Tuesday, August 25, 2009

An Idea Whose Time Had Come

Magnet # 19:  Yellowstone Moose Close-Up

Material:  Metal

Purchased by:  Mom & Dad

Back in 1916, on this very day, the National Park Service was founded, when president Woodrow Wilson signed the bill creating this organization.  However, Yellowstone wasn't officially made the first National Park until over half a year later. 

The wheels had been in motion for quite some time to create a federal agency to oversee the nation's parks.  As early as 1832, an artist named George Caitlin first proposed the idea.  Over time, more proponents arose, arguing the need for such an agency.  President Theodore Roosevelt was among them.

Part of the reason why the Service was so difficult to establish was that in flew in the face of a long-standing federal policy to have as few federal lands as possible.  The Feds wanted to only deal with Washington D.C. and a few military bases.  In their opinion, the states were more than welcome to all of the frustration and organization that accompanied land ownership.

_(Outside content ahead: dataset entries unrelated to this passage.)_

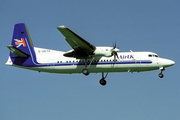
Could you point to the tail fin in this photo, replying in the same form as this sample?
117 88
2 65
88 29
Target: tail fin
21 47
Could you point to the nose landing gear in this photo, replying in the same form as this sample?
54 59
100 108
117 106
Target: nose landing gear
160 74
102 80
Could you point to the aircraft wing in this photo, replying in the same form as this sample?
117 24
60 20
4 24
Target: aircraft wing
76 42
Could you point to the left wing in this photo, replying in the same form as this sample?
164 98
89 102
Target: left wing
80 46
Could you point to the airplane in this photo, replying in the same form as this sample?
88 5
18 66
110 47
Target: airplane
83 58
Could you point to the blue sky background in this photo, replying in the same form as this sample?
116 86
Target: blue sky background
138 25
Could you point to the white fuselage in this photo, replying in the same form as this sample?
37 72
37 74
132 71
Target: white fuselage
53 61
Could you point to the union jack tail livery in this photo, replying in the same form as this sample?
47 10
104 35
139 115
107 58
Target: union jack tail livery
21 46
83 58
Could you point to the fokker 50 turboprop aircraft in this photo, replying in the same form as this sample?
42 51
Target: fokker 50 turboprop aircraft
83 58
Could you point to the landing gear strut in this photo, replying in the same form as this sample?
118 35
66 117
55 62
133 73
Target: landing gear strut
85 71
102 80
161 74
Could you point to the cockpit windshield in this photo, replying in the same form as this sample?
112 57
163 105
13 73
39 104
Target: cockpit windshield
153 55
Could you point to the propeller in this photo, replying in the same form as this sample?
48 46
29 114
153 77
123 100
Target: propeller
114 52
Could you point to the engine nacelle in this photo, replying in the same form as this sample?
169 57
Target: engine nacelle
103 51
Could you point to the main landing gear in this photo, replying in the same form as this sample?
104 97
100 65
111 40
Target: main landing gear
160 74
102 81
85 71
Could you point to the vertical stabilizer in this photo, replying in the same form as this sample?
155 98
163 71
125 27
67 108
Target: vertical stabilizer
21 48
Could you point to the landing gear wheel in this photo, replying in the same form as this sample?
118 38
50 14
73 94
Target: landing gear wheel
102 82
85 71
161 75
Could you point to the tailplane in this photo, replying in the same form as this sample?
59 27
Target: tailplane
21 48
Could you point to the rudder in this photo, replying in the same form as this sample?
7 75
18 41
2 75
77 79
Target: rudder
21 47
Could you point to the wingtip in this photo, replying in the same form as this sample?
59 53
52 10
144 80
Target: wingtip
61 27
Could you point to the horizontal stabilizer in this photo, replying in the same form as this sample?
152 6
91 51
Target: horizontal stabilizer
17 52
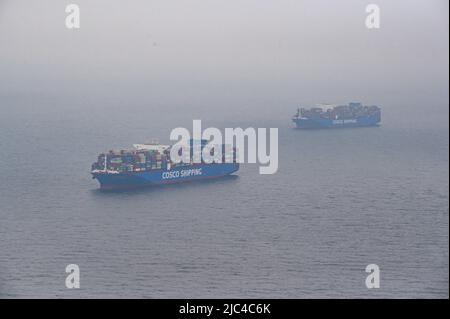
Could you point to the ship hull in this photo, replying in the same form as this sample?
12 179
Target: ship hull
162 176
308 123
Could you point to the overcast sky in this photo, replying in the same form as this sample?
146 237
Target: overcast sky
314 50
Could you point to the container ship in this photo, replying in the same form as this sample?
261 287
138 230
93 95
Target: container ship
351 115
150 165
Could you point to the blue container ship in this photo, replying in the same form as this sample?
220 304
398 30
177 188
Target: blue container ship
351 115
150 165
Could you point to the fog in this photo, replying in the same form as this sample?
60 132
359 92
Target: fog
234 54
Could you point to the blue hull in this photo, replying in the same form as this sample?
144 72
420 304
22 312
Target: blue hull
162 176
308 123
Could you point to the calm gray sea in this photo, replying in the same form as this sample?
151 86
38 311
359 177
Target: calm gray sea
341 200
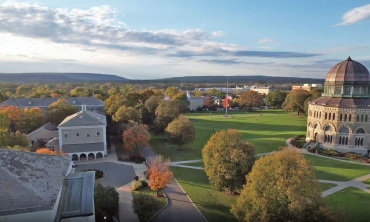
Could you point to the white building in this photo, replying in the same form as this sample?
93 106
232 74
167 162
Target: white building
39 187
81 136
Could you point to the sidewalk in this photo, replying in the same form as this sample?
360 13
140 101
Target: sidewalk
126 212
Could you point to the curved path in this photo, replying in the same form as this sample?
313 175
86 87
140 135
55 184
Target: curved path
180 208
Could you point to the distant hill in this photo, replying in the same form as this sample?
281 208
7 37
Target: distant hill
58 77
92 77
234 79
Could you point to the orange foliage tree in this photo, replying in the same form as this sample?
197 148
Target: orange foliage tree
159 172
49 152
136 136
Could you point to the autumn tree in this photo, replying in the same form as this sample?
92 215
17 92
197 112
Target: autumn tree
227 160
32 118
114 102
251 99
275 98
180 131
136 136
172 91
281 187
58 111
160 174
295 100
126 114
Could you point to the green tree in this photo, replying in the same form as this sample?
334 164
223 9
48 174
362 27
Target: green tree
126 114
281 187
172 91
58 111
227 160
295 100
251 99
275 98
180 131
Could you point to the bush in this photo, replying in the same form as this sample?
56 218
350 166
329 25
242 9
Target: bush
98 173
143 205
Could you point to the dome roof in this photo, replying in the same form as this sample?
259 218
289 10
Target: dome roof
348 72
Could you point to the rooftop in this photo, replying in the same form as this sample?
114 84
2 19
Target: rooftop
30 182
83 118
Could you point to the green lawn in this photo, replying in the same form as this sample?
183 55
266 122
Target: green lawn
268 132
327 186
352 202
327 169
214 205
160 202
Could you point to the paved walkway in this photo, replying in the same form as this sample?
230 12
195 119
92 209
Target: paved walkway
125 196
180 207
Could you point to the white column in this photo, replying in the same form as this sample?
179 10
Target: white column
105 141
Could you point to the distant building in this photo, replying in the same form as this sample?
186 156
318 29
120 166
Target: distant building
195 102
42 188
91 103
307 87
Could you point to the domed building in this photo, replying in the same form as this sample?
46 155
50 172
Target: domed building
340 119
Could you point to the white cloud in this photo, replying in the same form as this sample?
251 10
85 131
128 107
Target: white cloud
218 34
356 15
266 41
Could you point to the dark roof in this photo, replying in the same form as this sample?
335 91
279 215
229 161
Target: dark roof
49 127
348 72
77 197
45 102
83 118
85 147
342 102
30 182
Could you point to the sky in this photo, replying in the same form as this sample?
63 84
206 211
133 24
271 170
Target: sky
150 39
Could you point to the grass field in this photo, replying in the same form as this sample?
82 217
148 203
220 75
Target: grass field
266 129
352 202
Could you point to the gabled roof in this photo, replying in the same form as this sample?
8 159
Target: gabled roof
83 118
77 197
30 182
49 127
45 102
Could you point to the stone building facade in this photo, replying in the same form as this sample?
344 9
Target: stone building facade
340 119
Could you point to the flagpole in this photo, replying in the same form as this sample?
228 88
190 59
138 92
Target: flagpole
227 93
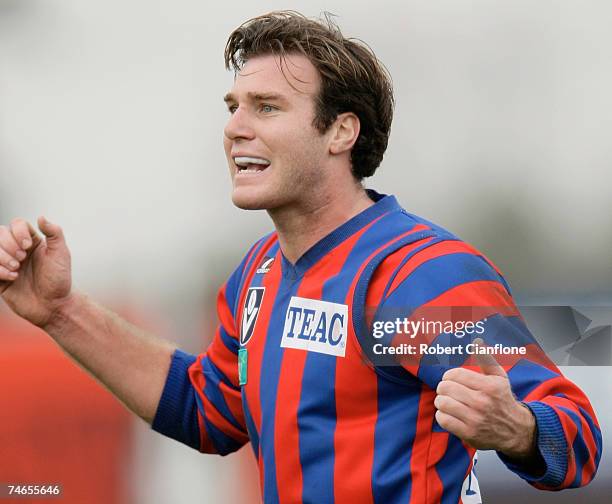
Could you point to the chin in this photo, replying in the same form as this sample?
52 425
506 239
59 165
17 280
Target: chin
249 200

But Yellowstone proved to be the catalyst that forced this organization into being.  First of all, it was not simply located in one state.  The majority was in Wyoming, but it did extend into Montana and Idaho.  And the states - which were just territories until 1889 and 1890 - were either incapable of managing the area or butting heads over just how to do so.  Then there were the visitors.  Tourists caused forest fires through their carelessness, hunted the wildlife, and removed natural parts of the land to take as souvenirs.  A few were even kidnapped by the Nez Perces as they evaded capture in 1877.  Clearly, something had to been done.  And with the creation of the National Park Service in 1916, it was.

Nowadays, the National Park System consists of almost 400 natural, cultural and recreational parks that span the country.  It's hard to imagine what would have happened without them.  Would areas like Yellowstone have been stripped of all natural resources for the profit of a few individuals?  Would certain species have gone extinct without these environs protecting them?  Would strip malls, factories, and urban blight occupy these areas now?  Thanks to the National Park System, we'll never know.


  1. Thanks for the info on Yellowstone - as usual you provide timely and interesting knowledge about each entry.

  2. i love the NPS! have you read the post about TR's birthplace on joymagnetism.com? she hearts the NPS more than anyone i know.

  3. Thank you both for the comments - I will have to recheck that on joymagnetism.com.